# NLP Exercise 3: Seq2Seq Model and Attention Mechanisms
---

In [1]:
import torch
import torch.nn as nn
import torch.optim as optim
import random
import numpy as np
import datasets
import tqdm
import spacy

  from .autonotebook import tqdm as notebook_tqdm


Load dataset using the 'datasets' library.

In [2]:
dataset = datasets.load_dataset('ncduy/mt-en-vi')

In [3]:
print(dataset)

DatasetDict({
    train: Dataset({
        features: ['en', 'vi', 'source'],
        num_rows: 2884451
    })
    validation: Dataset({
        features: ['en', 'vi', 'source'],
        num_rows: 11316
    })
    test: Dataset({
        features: ['en', 'vi', 'source'],
        num_rows: 11225
    })
})


In [4]:
train_data, val_data, test_data = (
    dataset["train"].remove_columns('source'),
    dataset["validation"].remove_columns('source'),
    dataset["test"].remove_columns('source')
)

print(train_data[0])

{'en': "- Sorry, that question's not on here.", 'vi': '- Xin lỗi, nhưng mà ở đây không có câu hỏi đấy.'}


In [5]:
en_nlp = spacy.load('en_core_web_sm')
vi_nlp = spacy.load('xx_ent_wiki_sm')

In [6]:
def tokenize(example, en_nlp, vi_nlp, max_length, lower, sos_token, eos_token):
    en_tokens = [token.text for token in en_nlp.tokenizer(example["en"])][:max_length]
    vi_tokens = [token.text for token in vi_nlp.tokenizer(example["vi"])][:max_length]
    if lower:
        en_tokens = [token.lower() for token in en_tokens]
        vi_tokens = [token.lower() for token in vi_tokens]
    en_tokens = [sos_token] + en_tokens + [eos_token]
    vi_tokens = [sos_token] + vi_tokens + [eos_token]
    return {"en_tokens": en_tokens, "vi_tokens": vi_tokens}

In [8]:
max_length = 1000
lower = True
sos_token = "<sos>"
eos_token = "<eos>"

fn_kwargs = {
    "en_nlp": en_nlp,
    "vi_nlp": vi_nlp,
    "max_length": max_length,
    "lower": lower,
    "sos_token": sos_token,
    "eos_token": eos_token,
}

train_data = train_data.map(tokenize, fn_kwargs=fn_kwargs)
valid_data = val_data.map(tokenize, fn_kwargs=fn_kwargs)
test_data = test_data.map(tokenize, fn_kwargs=fn_kwargs)
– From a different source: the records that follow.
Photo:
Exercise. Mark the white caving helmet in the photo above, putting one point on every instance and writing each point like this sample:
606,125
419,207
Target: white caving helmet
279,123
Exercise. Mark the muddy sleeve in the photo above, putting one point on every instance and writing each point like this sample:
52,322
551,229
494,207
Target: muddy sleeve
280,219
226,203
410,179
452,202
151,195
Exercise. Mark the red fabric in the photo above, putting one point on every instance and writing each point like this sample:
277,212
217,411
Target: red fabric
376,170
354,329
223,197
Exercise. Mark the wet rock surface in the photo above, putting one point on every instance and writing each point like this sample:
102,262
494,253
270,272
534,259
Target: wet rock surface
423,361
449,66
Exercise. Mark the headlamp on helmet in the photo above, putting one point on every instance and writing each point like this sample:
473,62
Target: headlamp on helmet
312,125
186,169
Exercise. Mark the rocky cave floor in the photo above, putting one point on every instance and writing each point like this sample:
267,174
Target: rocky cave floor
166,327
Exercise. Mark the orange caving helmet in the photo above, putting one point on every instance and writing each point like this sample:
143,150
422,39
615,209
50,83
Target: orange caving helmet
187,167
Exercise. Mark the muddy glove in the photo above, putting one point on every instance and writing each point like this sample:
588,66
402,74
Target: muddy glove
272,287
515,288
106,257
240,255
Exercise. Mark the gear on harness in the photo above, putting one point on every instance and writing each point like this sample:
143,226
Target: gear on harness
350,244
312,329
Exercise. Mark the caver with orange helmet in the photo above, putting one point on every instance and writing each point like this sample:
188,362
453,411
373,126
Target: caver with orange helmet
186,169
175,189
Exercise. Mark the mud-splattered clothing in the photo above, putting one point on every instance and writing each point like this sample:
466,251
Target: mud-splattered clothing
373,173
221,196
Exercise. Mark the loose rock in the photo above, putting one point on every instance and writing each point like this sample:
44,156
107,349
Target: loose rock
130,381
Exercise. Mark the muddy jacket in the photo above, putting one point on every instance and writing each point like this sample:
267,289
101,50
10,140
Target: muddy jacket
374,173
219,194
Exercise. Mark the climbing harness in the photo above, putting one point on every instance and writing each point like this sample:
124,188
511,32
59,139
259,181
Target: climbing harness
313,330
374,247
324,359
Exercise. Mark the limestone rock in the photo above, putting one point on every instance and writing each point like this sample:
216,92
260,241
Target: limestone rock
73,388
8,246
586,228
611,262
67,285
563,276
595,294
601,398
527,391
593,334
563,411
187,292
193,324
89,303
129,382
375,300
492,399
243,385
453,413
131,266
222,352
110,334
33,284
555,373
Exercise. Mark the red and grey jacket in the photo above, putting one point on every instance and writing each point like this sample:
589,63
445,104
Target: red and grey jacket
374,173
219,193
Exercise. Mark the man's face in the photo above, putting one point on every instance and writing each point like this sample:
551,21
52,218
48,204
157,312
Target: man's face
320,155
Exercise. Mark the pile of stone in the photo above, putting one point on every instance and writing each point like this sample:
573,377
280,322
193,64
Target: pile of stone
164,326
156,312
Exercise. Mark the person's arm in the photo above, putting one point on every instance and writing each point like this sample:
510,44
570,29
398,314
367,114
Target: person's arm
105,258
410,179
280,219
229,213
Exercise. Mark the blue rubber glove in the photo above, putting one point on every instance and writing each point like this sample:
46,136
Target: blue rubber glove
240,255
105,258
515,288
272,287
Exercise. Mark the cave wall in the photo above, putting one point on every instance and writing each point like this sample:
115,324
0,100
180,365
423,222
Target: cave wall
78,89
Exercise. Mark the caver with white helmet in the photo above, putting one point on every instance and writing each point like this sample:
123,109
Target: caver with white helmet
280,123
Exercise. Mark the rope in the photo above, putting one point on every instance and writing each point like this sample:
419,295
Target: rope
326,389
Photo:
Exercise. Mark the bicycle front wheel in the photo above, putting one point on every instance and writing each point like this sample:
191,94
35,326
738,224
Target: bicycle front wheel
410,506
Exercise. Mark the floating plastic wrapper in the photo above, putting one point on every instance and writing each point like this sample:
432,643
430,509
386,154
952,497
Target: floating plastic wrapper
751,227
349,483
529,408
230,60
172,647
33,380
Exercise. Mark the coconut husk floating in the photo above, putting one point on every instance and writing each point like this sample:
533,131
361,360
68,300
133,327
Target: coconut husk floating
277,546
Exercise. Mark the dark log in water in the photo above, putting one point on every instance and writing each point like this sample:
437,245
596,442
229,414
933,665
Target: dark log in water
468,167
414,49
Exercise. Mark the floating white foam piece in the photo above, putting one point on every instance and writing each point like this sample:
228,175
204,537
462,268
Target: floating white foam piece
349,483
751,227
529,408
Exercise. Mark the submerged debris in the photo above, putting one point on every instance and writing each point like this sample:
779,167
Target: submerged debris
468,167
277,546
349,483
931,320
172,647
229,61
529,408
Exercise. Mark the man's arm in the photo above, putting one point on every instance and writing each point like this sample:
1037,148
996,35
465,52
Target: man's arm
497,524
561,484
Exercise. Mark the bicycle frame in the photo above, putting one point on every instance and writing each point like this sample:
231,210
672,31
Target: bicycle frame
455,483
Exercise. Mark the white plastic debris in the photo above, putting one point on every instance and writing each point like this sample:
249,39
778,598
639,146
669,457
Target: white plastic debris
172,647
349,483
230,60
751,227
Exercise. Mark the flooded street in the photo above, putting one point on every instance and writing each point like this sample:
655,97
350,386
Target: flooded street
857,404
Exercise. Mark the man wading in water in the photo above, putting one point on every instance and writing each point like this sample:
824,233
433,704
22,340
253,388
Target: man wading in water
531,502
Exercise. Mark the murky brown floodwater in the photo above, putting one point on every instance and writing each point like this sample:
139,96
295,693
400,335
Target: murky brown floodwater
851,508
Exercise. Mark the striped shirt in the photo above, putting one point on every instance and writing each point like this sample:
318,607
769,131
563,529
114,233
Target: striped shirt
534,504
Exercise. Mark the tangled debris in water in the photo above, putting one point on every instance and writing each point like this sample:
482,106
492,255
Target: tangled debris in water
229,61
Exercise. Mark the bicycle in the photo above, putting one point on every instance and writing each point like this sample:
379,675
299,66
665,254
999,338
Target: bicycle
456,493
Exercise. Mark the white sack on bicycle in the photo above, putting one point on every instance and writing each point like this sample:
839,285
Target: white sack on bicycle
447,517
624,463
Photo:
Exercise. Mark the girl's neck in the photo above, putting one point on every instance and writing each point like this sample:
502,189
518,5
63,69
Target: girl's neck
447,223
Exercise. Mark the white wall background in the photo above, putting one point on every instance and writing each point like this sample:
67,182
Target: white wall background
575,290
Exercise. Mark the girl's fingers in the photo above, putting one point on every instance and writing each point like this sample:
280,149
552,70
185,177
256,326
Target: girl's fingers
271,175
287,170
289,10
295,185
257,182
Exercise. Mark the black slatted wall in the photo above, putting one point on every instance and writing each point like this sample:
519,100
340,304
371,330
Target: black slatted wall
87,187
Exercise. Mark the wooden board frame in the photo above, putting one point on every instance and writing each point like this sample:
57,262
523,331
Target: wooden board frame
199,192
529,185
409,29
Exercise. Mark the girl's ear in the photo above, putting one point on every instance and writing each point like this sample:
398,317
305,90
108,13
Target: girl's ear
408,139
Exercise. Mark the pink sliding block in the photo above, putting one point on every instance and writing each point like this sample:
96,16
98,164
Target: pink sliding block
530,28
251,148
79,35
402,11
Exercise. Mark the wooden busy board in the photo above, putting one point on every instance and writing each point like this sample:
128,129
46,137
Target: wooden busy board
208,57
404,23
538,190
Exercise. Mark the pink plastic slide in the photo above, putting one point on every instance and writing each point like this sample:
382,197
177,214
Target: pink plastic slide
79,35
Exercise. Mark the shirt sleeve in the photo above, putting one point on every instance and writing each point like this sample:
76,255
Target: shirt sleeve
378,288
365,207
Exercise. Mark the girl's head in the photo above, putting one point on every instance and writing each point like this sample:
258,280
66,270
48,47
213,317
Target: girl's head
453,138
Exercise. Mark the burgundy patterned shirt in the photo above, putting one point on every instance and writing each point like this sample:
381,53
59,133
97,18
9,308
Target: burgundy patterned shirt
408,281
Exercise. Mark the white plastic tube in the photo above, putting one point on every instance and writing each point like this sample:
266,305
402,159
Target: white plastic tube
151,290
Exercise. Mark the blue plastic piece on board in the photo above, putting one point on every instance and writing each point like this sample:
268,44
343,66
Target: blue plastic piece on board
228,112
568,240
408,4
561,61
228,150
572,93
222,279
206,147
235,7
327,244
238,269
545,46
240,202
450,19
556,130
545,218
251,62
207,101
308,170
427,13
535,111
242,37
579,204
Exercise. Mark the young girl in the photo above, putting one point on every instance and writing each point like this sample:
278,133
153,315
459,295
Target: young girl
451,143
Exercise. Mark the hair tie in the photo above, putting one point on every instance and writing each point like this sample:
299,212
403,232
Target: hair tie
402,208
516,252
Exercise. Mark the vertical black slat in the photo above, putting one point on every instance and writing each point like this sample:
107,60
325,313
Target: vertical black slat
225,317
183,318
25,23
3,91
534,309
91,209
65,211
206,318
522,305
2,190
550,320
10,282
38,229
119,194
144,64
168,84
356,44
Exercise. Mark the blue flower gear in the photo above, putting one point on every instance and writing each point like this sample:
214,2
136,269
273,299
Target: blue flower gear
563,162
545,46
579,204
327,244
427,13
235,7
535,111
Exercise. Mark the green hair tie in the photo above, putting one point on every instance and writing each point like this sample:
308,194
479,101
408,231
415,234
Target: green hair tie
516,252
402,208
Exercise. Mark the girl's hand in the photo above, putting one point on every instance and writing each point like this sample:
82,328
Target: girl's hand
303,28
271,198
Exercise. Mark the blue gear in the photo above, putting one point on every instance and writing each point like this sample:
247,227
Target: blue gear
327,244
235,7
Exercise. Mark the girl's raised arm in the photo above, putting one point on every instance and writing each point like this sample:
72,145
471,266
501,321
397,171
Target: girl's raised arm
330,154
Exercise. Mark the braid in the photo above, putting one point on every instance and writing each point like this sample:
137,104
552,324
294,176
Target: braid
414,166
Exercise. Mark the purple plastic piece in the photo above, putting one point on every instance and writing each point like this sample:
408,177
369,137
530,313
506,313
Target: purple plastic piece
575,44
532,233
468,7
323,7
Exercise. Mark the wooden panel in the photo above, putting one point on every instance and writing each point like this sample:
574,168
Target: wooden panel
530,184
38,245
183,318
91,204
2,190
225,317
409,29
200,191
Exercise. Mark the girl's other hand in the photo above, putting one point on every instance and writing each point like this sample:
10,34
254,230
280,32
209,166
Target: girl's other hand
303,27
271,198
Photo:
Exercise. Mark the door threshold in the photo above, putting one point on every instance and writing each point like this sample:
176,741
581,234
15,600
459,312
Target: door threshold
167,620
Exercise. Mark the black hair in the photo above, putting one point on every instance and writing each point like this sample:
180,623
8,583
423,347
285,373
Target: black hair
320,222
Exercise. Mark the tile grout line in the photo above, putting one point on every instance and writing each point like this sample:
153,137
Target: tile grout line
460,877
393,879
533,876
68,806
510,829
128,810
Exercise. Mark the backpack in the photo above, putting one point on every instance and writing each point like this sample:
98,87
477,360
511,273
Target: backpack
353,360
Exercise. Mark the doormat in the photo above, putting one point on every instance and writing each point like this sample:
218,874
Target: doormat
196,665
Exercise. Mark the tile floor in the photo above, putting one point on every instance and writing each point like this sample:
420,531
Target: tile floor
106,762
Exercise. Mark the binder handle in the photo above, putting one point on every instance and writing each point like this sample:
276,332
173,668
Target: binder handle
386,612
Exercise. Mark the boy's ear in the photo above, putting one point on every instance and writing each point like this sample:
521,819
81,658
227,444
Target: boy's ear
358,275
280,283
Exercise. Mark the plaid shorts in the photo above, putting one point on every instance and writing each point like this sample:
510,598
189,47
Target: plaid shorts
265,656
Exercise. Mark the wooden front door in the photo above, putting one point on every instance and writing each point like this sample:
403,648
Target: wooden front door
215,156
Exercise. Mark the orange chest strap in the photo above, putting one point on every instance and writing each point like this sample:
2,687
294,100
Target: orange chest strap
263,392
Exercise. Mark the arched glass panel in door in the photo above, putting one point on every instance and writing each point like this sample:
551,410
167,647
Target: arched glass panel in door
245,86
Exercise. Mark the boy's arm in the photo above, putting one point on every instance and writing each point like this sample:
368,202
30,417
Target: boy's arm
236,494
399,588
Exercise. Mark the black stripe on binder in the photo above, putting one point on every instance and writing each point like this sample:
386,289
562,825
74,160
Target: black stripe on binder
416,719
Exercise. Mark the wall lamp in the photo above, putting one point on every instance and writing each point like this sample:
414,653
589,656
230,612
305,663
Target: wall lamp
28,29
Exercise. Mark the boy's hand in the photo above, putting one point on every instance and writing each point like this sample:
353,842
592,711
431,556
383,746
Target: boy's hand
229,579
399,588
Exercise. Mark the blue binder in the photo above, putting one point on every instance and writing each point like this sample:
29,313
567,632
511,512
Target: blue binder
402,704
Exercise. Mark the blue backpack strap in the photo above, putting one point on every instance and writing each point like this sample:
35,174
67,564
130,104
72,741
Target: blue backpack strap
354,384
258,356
Map: 100%|██████████| 2884451/2884451 [06:21<00:00, 7568.76 examples/s]
Map: 100%|██████████| 11316/11316 [00:01<00:00, 7288.69 examples/s]
Map: 100%|██████████| 11225/11225 [00:01<00:00, 7360.61 examples/s]


In [19]:
print(train_data[random.randint(0, 999)])

{'en': 'He put it on a personal basis.', 'vi': 'Ông đã dựa trên cơ sở bản thân để nói điều đó.', 'en_tokens': ['<sos>', 'he', 'put', 'it', 'on', 'a', 'personal', 'basis', '.', '<eos>'], 'vi_tokens': ['<sos>', 'ông', 'đã', 'dựa', 'trên', 'cơ', 'sở', 'bản', 'thân', 'để', 'nói', 'điều', 'đó', '.', '<eos>']}


In [22]:
from tokenizers import Tokenizer
from tokenizers.models import WordLevel
from tokenizers.pre_tokenizers import Whitespace
from tokenizers.trainers import WordLevelTrainer

In [23]:
# Initialize tokenizer
tokenizer = Tokenizer(WordLevel(unk_token="<unk>"))
tokenizer.pre_tokenizer = Whitespace()

# Trainer settings
trainer = WordLevelTrainer(special_tokens=["<unk>", "<pad>", "<sos>", "<eos>"], min_frequency=2)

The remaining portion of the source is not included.